FZU-2111-Min Number

J - Min Number
Time Limit:1000MS Memory Limit:32768KB 64bit IO Format:%I64d & %I64u
Submit

Status

Practice

FZU 2111
Description
Now you are given one non-negative integer n in 10-base notation, it will only contain digits (‘0’-‘9’). You are allowed to choose 2 integers i and j, such that: i!=j, 1≤i<j≤|n|, here |n| means the length of n’s 10-base notation.
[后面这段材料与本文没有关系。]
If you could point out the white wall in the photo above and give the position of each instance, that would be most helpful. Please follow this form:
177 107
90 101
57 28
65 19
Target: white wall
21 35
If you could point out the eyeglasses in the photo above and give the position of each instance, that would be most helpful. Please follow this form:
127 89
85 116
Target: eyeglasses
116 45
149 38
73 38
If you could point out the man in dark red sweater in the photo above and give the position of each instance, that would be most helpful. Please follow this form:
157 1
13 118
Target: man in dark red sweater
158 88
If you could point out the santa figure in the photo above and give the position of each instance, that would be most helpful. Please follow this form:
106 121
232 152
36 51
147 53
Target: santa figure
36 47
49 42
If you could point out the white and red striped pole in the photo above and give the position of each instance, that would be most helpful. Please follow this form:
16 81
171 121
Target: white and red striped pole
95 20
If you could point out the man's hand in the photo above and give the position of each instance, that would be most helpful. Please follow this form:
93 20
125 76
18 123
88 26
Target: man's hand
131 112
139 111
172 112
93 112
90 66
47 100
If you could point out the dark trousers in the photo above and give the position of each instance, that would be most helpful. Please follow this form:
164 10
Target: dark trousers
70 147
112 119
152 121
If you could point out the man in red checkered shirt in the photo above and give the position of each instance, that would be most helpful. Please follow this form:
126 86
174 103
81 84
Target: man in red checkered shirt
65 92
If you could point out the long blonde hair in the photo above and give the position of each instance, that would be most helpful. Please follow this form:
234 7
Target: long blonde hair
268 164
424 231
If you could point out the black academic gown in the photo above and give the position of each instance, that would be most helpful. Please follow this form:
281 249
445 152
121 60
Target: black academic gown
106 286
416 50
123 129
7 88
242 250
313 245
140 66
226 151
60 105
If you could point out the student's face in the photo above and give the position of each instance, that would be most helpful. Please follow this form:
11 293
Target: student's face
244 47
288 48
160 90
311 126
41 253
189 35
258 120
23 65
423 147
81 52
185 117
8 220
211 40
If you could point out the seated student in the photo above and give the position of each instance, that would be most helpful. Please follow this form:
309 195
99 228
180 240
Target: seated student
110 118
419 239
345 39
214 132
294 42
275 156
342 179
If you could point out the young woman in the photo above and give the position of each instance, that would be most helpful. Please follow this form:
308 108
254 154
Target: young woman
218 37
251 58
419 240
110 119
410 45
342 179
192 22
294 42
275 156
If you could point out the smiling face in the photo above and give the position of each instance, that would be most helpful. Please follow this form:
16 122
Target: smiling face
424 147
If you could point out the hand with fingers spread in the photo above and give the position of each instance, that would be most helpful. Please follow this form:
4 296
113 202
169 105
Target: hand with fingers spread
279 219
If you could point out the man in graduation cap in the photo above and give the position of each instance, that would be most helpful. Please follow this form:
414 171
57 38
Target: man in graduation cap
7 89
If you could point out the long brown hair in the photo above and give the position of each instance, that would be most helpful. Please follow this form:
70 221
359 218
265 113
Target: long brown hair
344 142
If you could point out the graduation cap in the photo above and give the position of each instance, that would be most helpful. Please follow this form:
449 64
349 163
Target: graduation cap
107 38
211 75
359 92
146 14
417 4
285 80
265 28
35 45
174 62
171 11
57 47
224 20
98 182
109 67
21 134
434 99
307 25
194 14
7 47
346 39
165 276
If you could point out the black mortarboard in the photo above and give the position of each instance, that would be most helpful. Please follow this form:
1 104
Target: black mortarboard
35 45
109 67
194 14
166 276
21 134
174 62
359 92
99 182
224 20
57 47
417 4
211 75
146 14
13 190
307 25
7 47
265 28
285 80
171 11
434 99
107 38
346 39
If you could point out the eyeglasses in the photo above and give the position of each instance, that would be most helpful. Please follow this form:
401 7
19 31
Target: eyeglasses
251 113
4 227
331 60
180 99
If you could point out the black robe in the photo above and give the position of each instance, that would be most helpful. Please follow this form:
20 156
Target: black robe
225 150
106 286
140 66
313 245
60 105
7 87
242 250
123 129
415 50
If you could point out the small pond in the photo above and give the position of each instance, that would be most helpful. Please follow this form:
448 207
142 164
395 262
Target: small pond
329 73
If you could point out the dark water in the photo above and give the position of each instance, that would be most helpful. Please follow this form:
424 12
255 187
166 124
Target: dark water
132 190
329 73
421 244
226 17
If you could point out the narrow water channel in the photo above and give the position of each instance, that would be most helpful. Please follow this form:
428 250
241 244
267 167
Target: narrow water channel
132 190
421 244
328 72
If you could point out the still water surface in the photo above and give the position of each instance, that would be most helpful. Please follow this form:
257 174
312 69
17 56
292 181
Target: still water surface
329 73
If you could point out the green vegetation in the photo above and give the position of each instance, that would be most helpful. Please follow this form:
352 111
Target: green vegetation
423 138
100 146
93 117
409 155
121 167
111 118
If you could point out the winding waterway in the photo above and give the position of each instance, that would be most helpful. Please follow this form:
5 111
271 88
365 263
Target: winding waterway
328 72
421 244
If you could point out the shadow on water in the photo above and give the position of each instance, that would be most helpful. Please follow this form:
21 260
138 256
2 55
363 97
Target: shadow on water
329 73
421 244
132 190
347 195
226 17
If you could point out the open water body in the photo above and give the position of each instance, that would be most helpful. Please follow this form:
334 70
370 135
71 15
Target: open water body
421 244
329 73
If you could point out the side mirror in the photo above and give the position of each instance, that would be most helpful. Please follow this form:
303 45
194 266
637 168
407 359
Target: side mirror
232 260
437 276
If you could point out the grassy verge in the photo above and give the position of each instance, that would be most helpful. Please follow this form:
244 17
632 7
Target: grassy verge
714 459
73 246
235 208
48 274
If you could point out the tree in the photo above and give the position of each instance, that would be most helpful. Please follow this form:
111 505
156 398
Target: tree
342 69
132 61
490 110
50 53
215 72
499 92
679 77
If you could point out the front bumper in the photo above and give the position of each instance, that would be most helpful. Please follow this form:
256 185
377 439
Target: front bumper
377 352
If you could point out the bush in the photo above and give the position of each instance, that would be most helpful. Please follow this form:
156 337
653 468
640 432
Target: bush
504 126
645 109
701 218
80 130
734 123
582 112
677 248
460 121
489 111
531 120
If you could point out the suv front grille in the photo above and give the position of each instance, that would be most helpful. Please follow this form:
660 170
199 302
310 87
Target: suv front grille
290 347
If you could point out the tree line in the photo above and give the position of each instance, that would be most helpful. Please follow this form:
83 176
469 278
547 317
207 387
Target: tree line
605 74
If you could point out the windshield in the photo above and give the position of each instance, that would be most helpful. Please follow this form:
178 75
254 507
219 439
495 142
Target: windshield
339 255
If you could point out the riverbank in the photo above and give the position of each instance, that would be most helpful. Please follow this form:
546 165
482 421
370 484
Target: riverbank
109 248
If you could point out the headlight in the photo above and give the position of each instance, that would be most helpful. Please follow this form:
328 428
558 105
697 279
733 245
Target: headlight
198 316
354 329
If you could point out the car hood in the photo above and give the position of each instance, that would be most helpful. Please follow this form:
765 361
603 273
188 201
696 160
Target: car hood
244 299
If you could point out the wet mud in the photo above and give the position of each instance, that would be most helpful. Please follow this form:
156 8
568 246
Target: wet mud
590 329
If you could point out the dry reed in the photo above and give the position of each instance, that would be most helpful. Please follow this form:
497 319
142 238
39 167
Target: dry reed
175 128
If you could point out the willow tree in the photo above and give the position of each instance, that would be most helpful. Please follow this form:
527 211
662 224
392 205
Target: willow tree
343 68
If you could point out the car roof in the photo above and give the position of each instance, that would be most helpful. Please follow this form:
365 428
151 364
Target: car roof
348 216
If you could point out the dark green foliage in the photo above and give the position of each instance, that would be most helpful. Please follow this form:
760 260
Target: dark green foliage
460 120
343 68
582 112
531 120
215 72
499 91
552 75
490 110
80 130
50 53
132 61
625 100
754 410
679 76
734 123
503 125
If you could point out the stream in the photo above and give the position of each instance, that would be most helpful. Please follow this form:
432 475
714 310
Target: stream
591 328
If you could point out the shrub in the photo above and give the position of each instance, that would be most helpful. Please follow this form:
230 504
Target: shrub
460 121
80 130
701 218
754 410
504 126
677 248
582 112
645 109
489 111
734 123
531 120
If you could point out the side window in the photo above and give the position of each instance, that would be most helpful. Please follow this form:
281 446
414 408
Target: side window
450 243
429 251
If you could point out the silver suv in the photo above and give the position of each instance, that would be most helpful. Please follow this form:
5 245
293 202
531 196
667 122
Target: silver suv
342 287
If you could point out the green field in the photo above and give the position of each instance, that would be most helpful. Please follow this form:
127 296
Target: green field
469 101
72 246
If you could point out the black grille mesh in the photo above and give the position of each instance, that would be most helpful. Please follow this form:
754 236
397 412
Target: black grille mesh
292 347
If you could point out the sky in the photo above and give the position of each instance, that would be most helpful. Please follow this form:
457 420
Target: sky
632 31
Then we can swap n[i] and n[j].

For example, n=9012, we choose i=1, j=3, then we swap n[1] and n[3], then we get 1092, which is smaller than the original n.

Now you are allowed to operate at most M times, so what is the smallest number you can get after the operation(s)?

Please note that in this problem, leading zero is not allowed!

Input
The first line of the input contains an integer T (T≤100), indicating the number of test cases.

Then T cases, for any case, only 2 integers n and M (0≤n<10^1000, 0≤M≤100) in a single line.

Output
For each test case, output the minimum number we can get after no more than M operations.
Sample Input
3
9012 0
9012 1
9012 2
Sample Output
9012
1092
1029

给串数字，给个M，可以交换字符串中的数字，最多交换M次，输出能得到的最小的字符串，注意首位不能是0；

思路：优先处理首位，后面的暴力枚举找最小数，记录下最小数的下标，然后交换。
思路很好想，其实这题考的就是代码能力

代码

#include<iostream>
#include<algorithm>
#include<math.h>
#include<string>
#include<string.h>
#include<stdio.h>
#include<queue>
using namespace std;
char str[66666];//存储要操作的字符串
int M;//可操作次数
int main()
{
    int T;//T组数据
    scanf("%d",&T);
    while(T--)
    {
        memset(str,'\0',sizeof(str));
        scanf("%s%d",str,&M);
        if(M==0)
        {
            printf("%s",str);
            printf("\n");
            continue;
        }
        int length=strlen(str);
        char min_num;//记录最小数字
        int min_flag;//记录最小数字所在的下标
        char temp;//辅助调整数据
        min_num=str[0];
        for(int i=length-1; i>=0; i--)//优先处理首位，因为首位不能为0
        {
            if(str[i]!='0'&&min_num>str[i])
            {
                min_num=str[i];//寻找最小的数字
                min_flag=i;
            }
        }
        if(min_num!=str[0])//如果需要调整
        {
            temp=str[min_flag];
            str[min_flag]=str[0];
            str[0]=temp;
            M--;//可操作次数减一
        }
        for(int i=1; i<length&&M>0; i++)
        {
            min_num=str[i];//模仿首位，逐个暴力枚举
            for(int j=length-1; j>i; j--)
            {
                if(min_num>str[j])
                {
                    min_num=str[j];
                    min_flag=j;
                }
            }
            if(min_num!=str[i])
            {
                temp=str[min_flag];
                str[min_flag]=str[i];
                str[i]=temp;
                M--;
            }
        }
        printf("%s",str);
        printf("\n");
    }
    return 0;
}

昨晚选拔赛还有一题太简单了，就不写题解了